22.10.13

Aquel bar de siempre

     Era exactamente el mismo tipo de bar de siempre, para qué variar, y esperaba con un codo en la barra como punto de apoyo universal a la mejor compañía que pudiera alcanzar, cuando una cerveza resbaló a lo largo de la barra hasta mi mano y sonó la música. El piano comenzaba suave pero con ritmo y algunas miradas se cruzaban entre mesas. La magia empezaba su reacción.

     El primer síntoma era el calor. Frank, el camarero del local, sabe que fuera hace frío y que, si sube un poco el termostato, la cosa se anima. Y lo consigue. Las chicas al entrar se quitaban los abrigos y, de vez en cuando, alguna teta te apuntaba con pulso firme y un calibre 16 directo al entrecejo. Frank me contó una vez una anécdota buenísima que le ocurrió allí con una embarazada con tetas de silicona, pero no nos desviemos del tema. La temperatura hacía que sobrase algo de ropa y que la sed apareciese pronto, por lo que la copa siempre estaba llena.
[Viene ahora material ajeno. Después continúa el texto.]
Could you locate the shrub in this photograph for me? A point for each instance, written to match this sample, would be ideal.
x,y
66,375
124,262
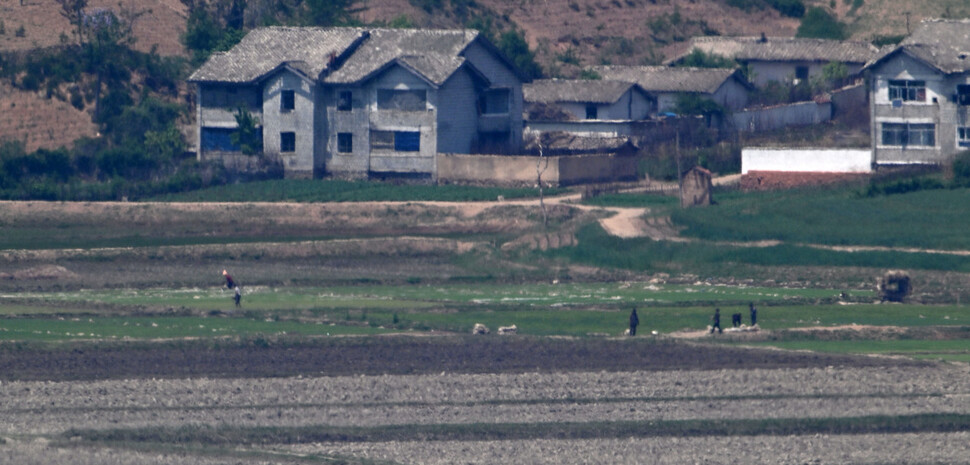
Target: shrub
x,y
961,168
819,24
697,58
790,8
  La bebida provocaba el segundo síntoma: achispamiento. El achispamiento, también conocido como "el puntito", era un estado anímico que te llevaba a un mundo mucho más sencillo. Todo era más fácil, más divertido, menos serio. Los conocidos eran amigos, los desconocidos conocidos y, por ende, amigos. Ya había algunos que dominaban la pista con temas del verano del 93 y cantaban a pleno pulmón destrozando temazos. 
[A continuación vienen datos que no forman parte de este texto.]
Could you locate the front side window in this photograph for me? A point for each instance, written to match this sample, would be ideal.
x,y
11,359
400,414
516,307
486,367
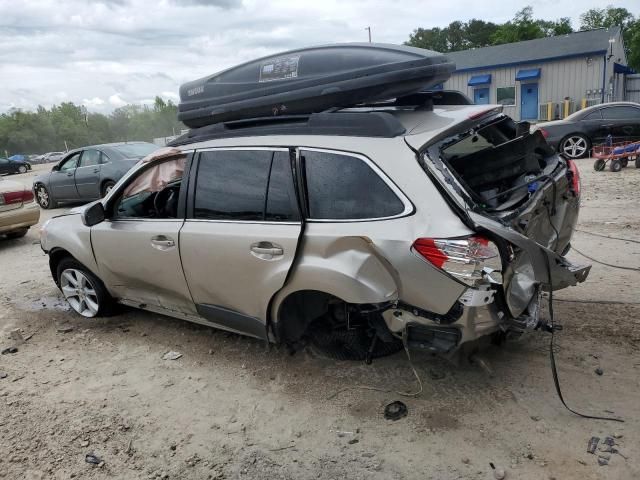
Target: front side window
x,y
70,163
90,158
506,95
245,185
344,187
154,192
    La hora límite del local llegaba y eso era siempre motivo de celebración. Frank cerraba puertas y persianas y la ley desaparecía. Los nuevos amigos te invitaban a fumar, la nieve hacía acto de presencia, las conversaciones fluían y la música se aceleraba, cambiaba el tono, se revelaba contra los ritmos. Un tipo se subió al piano que Frank tenía contra la pared cogiendo polvo y empezó a gritarle algo sobre si ya no tenía los cojones de acero como antes. Frank, ante tal reto, cogió el saxofón que tenía colgado en la pared, desenchufó el equipo de música y se subió a la barra. "Marta, que no pare la cerveza." dijo y una rubia entró a la barra y comenzó a servir a los clientes.

    El del piano comenzó a tocar y sus dedos bailaban sobre las teclas, contagiando a algunos a la pista. El tipo se puso a cantar y miraba a Frank sonriendo, y Frank empezó. Nadie en aquél bar de mala muerte hubiera imaginado que Frank tocaba el saxo de aquella forma. Todos se quedaron mirando por un segundo y el tipo del piano se emocionaba más y más, fusionaban los sonidos como cuerpos en la cama, y todos se pusieron en pie.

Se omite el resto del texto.